(Internship Jan2026) CMI - AL/ML Software Engineer (DRR Delivery)
Description
Internship 01/26 (6 months) – AI/ML Software Engineer |
Who we are
Crédit Agricole Corporate and Investment Banking (Crédit Agricole CIB) is the corporate and investment banking arm of Crédit Agricole Group, world’s 12th largest bank by total assets.
- Our Singapore center (“ISAP” or “Information Systems Asia Pacific”) is the 2nd largest IT setup (after Paris Head Office)” for Crédit Agricole CIB's worldwide business. We work daily with international branches located in 30 markets by:
- Envisioning and preparing the Bank’s futures information systems
- Partnering and supporting core banking flagships and transverse areas in their large scale development projects.
- Providing premium In-house Banking applications,
- This unique positioning empowers us to bring our core banking business a sustainable competitive advantage on the market.
- We seek innovative and agile people sharing our mindset to support ambitious and forthcoming technological challenges.
The Department
Capital Markets IT (CMI) involves technology solutions and systems used in financial markets for trading, investment, and related activities. This includes electronic trading platforms, risk management systems, market risk, counterparty risk, algorithmic trading, data analytics, and regulatory measures. The use of advanced technologies like API’s, artificial intelligence and cloud solutions are also becoming increasingly prevalent in capital markets to enhance efficiency and decision-making processes.
Role Overview
We are looking for an AI/ML intern to join our Data and Regulatory Reporting team. This is a critical role for our Capital Markets IT department, responsible for designing, building, and deploying cutting-edge AI/ML solutions to improve data quality, streamline regulatory reporting processes, and drive innovation across our systems.
As an AI/ML intern, you will play both an individual contributor and leadership role, contributing to technical direction, and collaborating cross-functionally with business analysts, DevOps, and infrastructure teams.

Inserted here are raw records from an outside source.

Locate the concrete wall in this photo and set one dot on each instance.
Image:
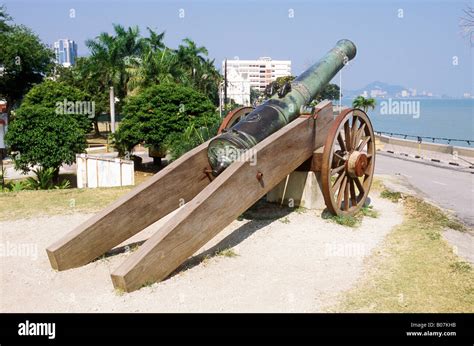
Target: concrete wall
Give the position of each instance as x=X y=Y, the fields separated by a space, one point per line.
x=94 y=171
x=439 y=148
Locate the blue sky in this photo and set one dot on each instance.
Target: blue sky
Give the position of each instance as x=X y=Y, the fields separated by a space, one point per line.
x=414 y=51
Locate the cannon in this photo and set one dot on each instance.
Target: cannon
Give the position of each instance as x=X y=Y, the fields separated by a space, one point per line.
x=207 y=188
x=280 y=109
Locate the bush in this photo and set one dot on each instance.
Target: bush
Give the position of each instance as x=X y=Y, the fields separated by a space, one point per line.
x=51 y=94
x=43 y=138
x=180 y=143
x=160 y=111
x=43 y=180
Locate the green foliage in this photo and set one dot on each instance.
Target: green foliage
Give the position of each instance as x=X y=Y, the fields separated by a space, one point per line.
x=391 y=195
x=160 y=111
x=348 y=221
x=255 y=95
x=85 y=75
x=43 y=180
x=368 y=210
x=272 y=88
x=16 y=186
x=329 y=92
x=51 y=95
x=362 y=103
x=191 y=137
x=24 y=60
x=44 y=138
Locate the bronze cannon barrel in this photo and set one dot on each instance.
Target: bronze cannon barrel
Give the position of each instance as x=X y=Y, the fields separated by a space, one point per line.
x=279 y=110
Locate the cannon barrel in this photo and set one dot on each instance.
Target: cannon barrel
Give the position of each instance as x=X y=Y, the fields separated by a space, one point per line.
x=279 y=110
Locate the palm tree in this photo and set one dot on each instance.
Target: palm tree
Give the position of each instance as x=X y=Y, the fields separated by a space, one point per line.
x=362 y=103
x=191 y=57
x=112 y=54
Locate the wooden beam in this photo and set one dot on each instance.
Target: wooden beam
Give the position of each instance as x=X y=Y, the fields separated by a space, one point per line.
x=147 y=203
x=215 y=207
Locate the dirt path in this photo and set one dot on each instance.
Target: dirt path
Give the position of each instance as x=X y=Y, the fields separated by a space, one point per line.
x=299 y=263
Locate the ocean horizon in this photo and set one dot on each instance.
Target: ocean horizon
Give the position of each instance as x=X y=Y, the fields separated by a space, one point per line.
x=443 y=118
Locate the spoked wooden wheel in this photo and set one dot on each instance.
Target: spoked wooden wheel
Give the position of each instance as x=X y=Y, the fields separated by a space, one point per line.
x=348 y=162
x=233 y=117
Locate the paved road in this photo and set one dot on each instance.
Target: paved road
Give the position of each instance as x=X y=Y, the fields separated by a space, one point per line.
x=449 y=188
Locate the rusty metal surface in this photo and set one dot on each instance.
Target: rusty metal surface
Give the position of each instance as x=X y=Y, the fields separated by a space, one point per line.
x=348 y=162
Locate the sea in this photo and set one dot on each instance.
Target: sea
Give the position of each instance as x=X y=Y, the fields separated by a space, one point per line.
x=452 y=119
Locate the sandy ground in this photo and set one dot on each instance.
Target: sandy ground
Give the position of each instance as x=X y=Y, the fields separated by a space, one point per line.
x=296 y=266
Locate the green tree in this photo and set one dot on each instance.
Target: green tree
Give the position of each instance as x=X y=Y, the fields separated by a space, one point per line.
x=4 y=19
x=111 y=54
x=24 y=60
x=272 y=88
x=255 y=95
x=51 y=94
x=43 y=138
x=86 y=76
x=364 y=103
x=159 y=111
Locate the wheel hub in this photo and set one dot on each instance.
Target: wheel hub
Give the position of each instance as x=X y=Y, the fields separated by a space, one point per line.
x=357 y=164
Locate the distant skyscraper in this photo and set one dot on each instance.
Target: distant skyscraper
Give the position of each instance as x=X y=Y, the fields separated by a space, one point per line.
x=243 y=75
x=66 y=52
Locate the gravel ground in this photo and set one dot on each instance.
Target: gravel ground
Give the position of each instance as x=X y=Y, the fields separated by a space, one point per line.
x=298 y=263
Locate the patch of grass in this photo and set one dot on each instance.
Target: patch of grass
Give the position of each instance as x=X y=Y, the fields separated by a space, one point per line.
x=369 y=211
x=415 y=270
x=227 y=253
x=454 y=224
x=461 y=267
x=25 y=204
x=300 y=210
x=377 y=184
x=348 y=221
x=391 y=195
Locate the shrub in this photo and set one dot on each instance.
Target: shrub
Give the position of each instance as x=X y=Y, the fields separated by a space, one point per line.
x=160 y=111
x=180 y=143
x=51 y=94
x=43 y=180
x=43 y=138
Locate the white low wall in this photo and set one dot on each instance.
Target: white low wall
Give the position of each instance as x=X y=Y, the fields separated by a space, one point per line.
x=94 y=171
x=435 y=147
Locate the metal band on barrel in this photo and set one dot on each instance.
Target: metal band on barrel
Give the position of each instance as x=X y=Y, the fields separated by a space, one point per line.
x=302 y=89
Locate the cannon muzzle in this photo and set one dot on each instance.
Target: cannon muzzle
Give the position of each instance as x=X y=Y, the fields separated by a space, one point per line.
x=279 y=110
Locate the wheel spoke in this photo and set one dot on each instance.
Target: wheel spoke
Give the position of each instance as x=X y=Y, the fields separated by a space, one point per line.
x=359 y=186
x=341 y=142
x=341 y=192
x=363 y=144
x=337 y=169
x=353 y=131
x=340 y=157
x=346 y=196
x=358 y=135
x=347 y=133
x=338 y=182
x=353 y=194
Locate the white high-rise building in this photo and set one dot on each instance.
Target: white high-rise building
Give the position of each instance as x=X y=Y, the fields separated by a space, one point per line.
x=66 y=52
x=243 y=75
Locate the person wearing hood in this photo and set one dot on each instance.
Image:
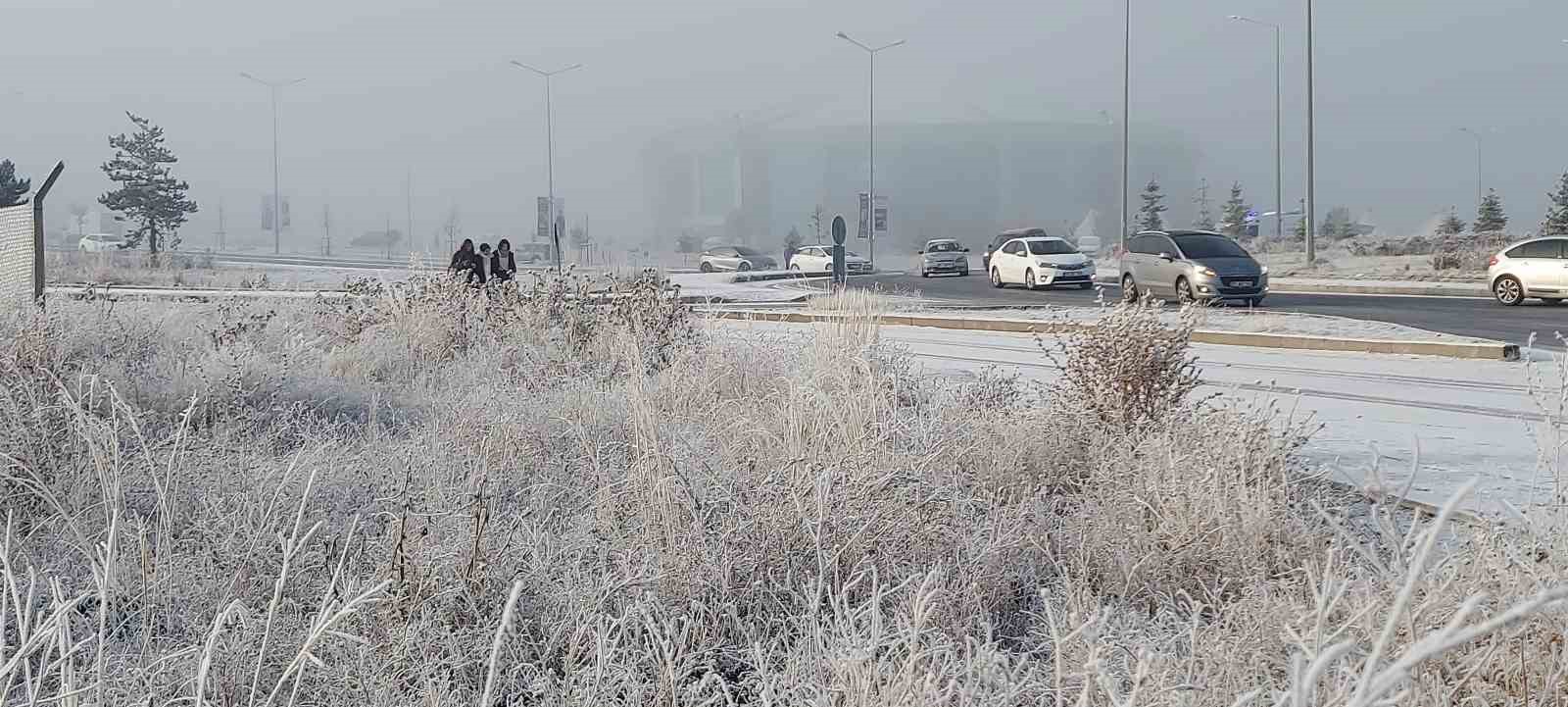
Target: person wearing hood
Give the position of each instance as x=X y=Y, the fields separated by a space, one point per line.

You will work with the latest tools and technologies in machine learning, including AWS SageMaker, AWS Bedrock, and large-scale time series modeling.
Mission
As an intern, your mission is to become a valuable asset to our organization by:
AI/ML Systems Design and Development
- Enhance and maintain intelligent anomaly detection pipelines by integrating traditional rule based systems with modern time series forecasting and ML models.

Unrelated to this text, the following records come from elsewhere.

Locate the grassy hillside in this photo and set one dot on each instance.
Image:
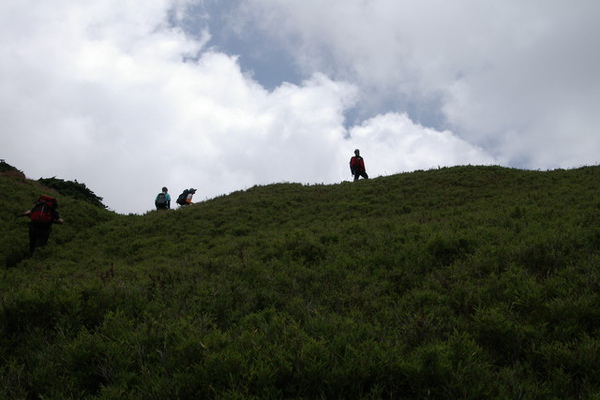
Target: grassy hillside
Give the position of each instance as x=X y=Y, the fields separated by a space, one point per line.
x=464 y=282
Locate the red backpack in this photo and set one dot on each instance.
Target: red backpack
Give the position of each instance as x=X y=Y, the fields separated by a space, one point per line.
x=43 y=211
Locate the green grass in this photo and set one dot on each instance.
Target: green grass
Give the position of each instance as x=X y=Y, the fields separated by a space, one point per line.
x=463 y=282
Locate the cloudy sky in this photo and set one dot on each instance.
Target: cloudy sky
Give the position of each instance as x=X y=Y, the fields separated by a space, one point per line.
x=127 y=96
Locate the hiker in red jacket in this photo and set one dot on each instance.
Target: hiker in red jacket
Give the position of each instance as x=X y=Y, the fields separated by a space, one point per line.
x=43 y=214
x=357 y=166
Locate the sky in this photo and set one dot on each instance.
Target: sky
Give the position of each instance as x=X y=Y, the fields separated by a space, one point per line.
x=128 y=96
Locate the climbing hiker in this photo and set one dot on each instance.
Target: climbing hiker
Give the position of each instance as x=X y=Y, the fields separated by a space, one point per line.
x=42 y=215
x=185 y=198
x=163 y=200
x=357 y=166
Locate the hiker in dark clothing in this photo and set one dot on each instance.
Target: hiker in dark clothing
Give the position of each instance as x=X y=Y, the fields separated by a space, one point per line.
x=43 y=214
x=357 y=166
x=163 y=200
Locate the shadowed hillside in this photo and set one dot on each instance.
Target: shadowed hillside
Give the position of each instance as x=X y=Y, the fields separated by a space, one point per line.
x=464 y=282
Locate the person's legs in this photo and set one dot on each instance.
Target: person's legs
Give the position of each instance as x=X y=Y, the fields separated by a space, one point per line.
x=38 y=237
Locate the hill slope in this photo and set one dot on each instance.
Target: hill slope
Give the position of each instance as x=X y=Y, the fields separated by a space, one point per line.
x=465 y=282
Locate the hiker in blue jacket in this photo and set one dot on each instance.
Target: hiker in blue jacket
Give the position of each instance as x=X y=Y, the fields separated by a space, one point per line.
x=163 y=200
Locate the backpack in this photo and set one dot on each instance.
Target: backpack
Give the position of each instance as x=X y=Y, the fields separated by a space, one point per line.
x=43 y=210
x=161 y=199
x=182 y=197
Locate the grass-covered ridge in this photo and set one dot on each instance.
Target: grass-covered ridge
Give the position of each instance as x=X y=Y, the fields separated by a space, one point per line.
x=464 y=282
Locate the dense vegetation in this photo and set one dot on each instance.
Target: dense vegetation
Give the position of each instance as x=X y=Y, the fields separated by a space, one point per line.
x=464 y=282
x=72 y=189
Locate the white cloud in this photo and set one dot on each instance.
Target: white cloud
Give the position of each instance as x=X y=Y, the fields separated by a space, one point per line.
x=500 y=72
x=114 y=96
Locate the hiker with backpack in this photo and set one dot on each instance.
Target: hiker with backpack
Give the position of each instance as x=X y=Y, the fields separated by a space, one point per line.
x=185 y=198
x=42 y=215
x=357 y=166
x=163 y=200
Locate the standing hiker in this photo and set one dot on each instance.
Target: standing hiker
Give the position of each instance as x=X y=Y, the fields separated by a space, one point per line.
x=185 y=198
x=163 y=200
x=357 y=166
x=43 y=214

- Build scalable, production-grade machine learning pipelines using Python, TensorFlow, PyTorch, and Scikit-learn.
- Design and deploy real-time and batch inference services using AWS SageMaker, Lambda, and Bedrock.
- Implement generative AI and LLM-based solutions to enhance system diagnostics, log interpretation, anomaly explanation and to dynamically generate rules.
- Develop and maintain backend services using Java Spring Boot and frontend applications using React.
- Utilize MongoDB for efficient data storage and retrieval in anomaly detection systems.
Automation and Infrastructure
- Lead the development of fully automated ML workflows, from data ingestion to model retraining and monitoring, using shell scripts, AWS Step Functions, and CI/CD pipelines.
- Deploy, monitor, and manage models on cloud and on-premises hybrid environments, ensuring scalability and low-latency performance.
- Apply MLOps principles to streamline experimentation, deployment, and version control of ML models.
Data Visualization and Communication
- Develop intuitive web-based dashboards to visualize anomalies and model outputs, supporting business analysis and stakeholder insights.
- Collaborate with regulatory reporting teams to tailor model outputs to compliance needs across MAS, HKMA, EMIR, and other frameworks.
Qualifications and Profile
- Pursuing Master’s degree or Bachelor’s degree in computer science, Software Engineering, or related field.
- Familiarity with frameworks such as Scikit-Learn, Keras, Tensor Flows etc.
- Understanding of tracking data quality using ML methods.
- Knowledge of prompt engineering techniques and LLM fine-tuning.
- Understanding of responsible AI principles and ethical considerations in generative AI applications.
- Familiarity with tools like OpenAI API, Hugging Face transformers, or similar generative AI platforms.
- Excellent problem-solving, analytical skills, attention to detail, & curious.
- Independent contributor with the ability to collaborate and work effectively within the team.
- Excellent written and verbal communication and interpersonal skills.
- Passion for automation, standardization and best practices.
- Willingness to learn and adapt to latest/new technologies.
The scope will be adapted depending on the situation and the progress of the trainee.